Gambar Getty 497238126
Getty.

Setelah terpilihnya Donald Trump sebagai presiden AS, kebijakan Amerika Serikat di Timur Tengah menghadapi awal yang baru. Kemungkinan besar Partai Republik tidak akan terlalu terlibat di Suriah dan negara-negara lain di kawasan dibandingkan pendahulunya Barack Obama.

Belakangan ini, Partai Demokrat dipandang lemah. “Pengekangan militer Amerika telah menciptakan kekosongan, dan hal ini akan diperkuat dengan kemenangan Donald Trump dalam pemilu,” kata pakar Timur Tengah, Abdel Mottaleb El-Husseini. “Fokus Daring”.

“Konfrontasi militer langsung bisa terjadi kapan saja”

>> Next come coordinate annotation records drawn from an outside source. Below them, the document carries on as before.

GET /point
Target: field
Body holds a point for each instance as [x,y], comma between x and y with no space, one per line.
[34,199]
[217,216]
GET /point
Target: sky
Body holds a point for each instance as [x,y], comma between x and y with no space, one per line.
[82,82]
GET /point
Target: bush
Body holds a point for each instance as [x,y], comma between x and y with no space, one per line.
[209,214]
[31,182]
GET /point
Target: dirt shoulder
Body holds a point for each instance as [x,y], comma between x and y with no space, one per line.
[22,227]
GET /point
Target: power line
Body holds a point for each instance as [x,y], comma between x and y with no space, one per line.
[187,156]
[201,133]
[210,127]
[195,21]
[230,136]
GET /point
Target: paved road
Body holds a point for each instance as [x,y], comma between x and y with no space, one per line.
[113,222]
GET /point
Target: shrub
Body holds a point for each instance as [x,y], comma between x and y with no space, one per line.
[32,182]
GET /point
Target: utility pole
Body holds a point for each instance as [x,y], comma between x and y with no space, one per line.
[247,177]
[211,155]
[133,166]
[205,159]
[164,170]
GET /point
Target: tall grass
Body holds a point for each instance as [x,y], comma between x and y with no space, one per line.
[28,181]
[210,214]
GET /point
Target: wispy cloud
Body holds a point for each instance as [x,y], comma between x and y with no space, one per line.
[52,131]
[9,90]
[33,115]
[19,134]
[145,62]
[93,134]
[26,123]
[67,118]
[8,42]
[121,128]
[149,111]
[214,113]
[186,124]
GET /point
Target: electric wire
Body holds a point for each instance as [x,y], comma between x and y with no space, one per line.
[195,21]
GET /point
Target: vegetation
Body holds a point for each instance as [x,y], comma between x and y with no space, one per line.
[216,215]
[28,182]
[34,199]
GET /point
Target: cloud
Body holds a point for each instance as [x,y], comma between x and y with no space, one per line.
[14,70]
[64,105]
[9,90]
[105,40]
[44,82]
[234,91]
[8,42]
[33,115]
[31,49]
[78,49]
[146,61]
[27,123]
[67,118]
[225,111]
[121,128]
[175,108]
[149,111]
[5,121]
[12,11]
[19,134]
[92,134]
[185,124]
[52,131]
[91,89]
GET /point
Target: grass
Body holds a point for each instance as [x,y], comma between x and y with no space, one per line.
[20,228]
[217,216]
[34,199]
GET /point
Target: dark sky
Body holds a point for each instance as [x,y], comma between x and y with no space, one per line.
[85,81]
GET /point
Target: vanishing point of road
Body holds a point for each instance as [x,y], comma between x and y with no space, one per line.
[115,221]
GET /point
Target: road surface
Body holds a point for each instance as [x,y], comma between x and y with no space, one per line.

Jurnalis dan humas ini memperingatkan bahwa beberapa negara besar dan menengah lainnya kini berusaha memperluas pengaruh mereka di kawasan ini. Iran, Arab Saudi, Rusia dan Turki memiliki kehadiran militer besar-besaran di Suriah atau setidaknya memasok senjata.

El-Husseini bahkan memperingatkan akan adanya perang antara Turki dan Rusia. Presiden Turki Recep Erdogan sekarang melihat “peluangnya untuk melenyapkan suku Kurdi dan mengubah perbatasan demi keuntungannya,” kata Husseini kepada “Focus Online.” Namun, dia sulit membayangkan pemimpin Kremlin Vladimir Putin akan menerimanya.

“Saya berasumsi bahwa sewaktu-waktu bisa terjadi konfrontasi militer langsung antara Turki dan Suriah,” kata Husseini. Alasannya jelas: Erdogan takut negara Kurdi Suriah akan mengirimkan sinyal kepada Kurdi Anatolia. Baru-baru ini, Erdogan telah memicu konflik Kurdi di negaranya sendiri dengan kebijakan represifnya. Sang otokrat juga berpegang teguh pada tujuannya untuk menggulingkan Assad.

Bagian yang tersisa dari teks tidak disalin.